The trusted hosts configuration for system administrators defines a set of IP addresses or subnets permitted to access the device’s administrative interfaces, such as the web GUI or CLI. This feature helps enhance security by restricting administrative access to trusted sources only.

Below is an example of the trusted host configured on a FortiGate:
(more hosts or subnets can be added)

config system admin
     edit "admin"
        set trusthost1 10.128.202.253 255.255.255.255
        set accprofile "super_admin"
        set vdom "root"
     next
end

With this setting, only traffic from the source 10.128.202.253 will be allowed for administrative access to FortiGate.

A local-in policy in FortiGate controls all the traffic destined for the device itself in general, including access to administrative interfaces. It defines rules that regulate which traffic can reach FortiGate unit and critical services offered by the unit. This protects the device from unauthorized access and attacks.
Local-in policies apply to traffic that directly targets the FortiGate device, ensuring only trusted sources are allowed to connect.

The following is an example of the local-in-policy configured on FortiGate to accept the traffic coming from port1 and the network 10.128.202.0/24 to access FortiGate's port1 IP(10.21.4.84) using HTTP service (TCP port 80 by default) and HTTPS service (TCP port 443 by default). Check 'config firewall service custom HTTP' and HTTPS to make sure those service definitions fit what's expected).

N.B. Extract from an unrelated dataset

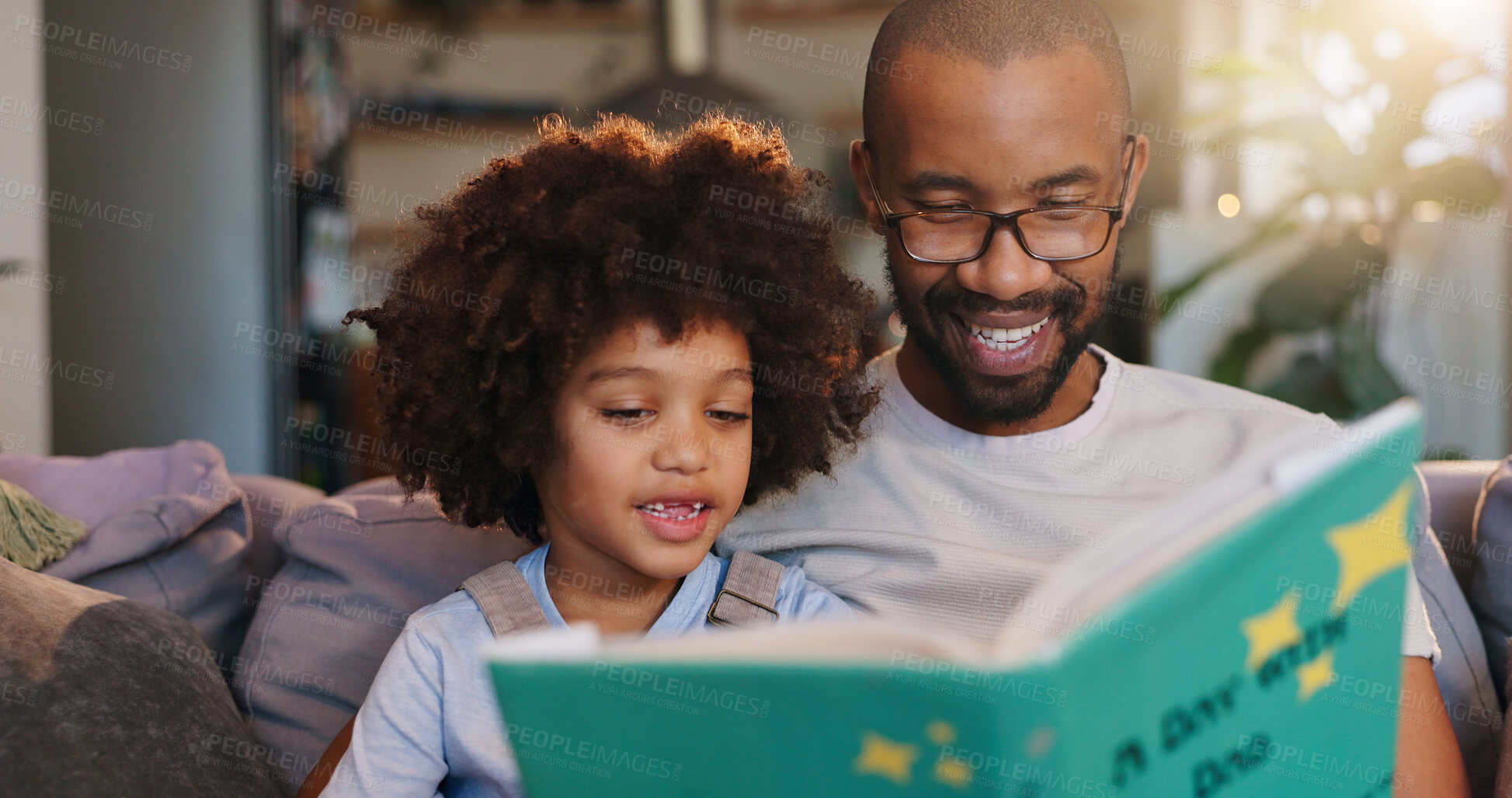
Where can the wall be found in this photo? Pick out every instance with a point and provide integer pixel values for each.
(25, 284)
(164, 231)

config firewall local-in-policy
     edit 1
        set intf "port1"
        set srcaddr "Allowed Network"
        set dstaddr "wan_ip_fgt"
        set action accept
        set service "HTTP" "HTTPS"
        set schedule "always"
     next

     edit 2
        set intf "port1"
        set srcaddr "all"
        set dstaddr "wan_ip_fgt"
        set service "HTTP" "HTTPS"
        set schedule "always"
     next

end

config firewall address
     edit "Allowed Network"
        set subnet 10.128.202.0 255.255.255.0
     next

     edit "wan_ip_fgt"
        set subnet 10.21.4.84 255.255.255.255
     next
end

Even if the local-in policy is configured to accept the traffic, the FortiGate will perform additional check to determine whether administrative access should be allowed for a source IP address based on the 'trusted hosts' configuration.

In this example, traffic from source 10.128.202.254 to 10.21.4.84:443 is allowed by local-in policy number 1, but is blocked by FortiGate because the "trusted hosts" configuration allows only a single IP 10.128.202.253 to access the FortiGate using HTTP/HTTPS.
As shown below, the FortiGate does not respond to SYN, with SYN-ACK for this traffic flow, as expected.

diagnose sniffer packet any " host 10.21.4.84 and port 443 " 4 0 l
Using Original Sniffing Mode
interfaces=[any]
filters=[ host 10.21.4.84 and port 443 ]
2025-01-12 09:43:52.266036 port1 in 10.128.202.254.64650 -> 10.21.4.84.443: syn 3307511406
2025-01-12 09:43:56.277973 port1 in 10.128.202.254.64650 -> 10.21.4.84.443: syn 3307511406
2025-01-12 09:43:56.745078 port1 in 10.128.202.254.64651 -> 10.21.4.84.443: syn 146995253

In summary:

1. Local-in policies steps in first and govern all traffic coming directly towards and to the FortiGate unit as destination (not for traffic intended to pass through, destination behind the FortiGate, as that is handled by firewall policies).
2. Trusted hosts setting and mechanism is secondary filter, further limiting access to administrative interfaces and co-working with local-in policies.
3. When a local-in policy is configured to accept traffic and the incoming traffic matches this policy, then FortiGate performs an additional check against the trusted hosts configuration to determine whether to allow or deny the connection.
4. If no local-in policies are configured, FortiGate will rely only on the trusted hosts configuration to decide whether to allow or deny the connection.
5. However, if the traffic matches a DENY local-in policy, the connection will be dropped. And the FortiGate will not do  anything further, like check the trusted hosts configuration for that connection.

Note:
When configuring trusted hosts to restrict administrative access to the FortiGate GUI/CLI, ensure that all system administrator accounts on the FortiGate are configured with trusted hosts settings to prevent the device from responding to connections from non-trusted sources.

Consider use of both mechanisms, trusted hosts and local-in policies in conjunction to further harden the administrative access. Use out-of-band management networks and VPN solutions to further increase admin access security.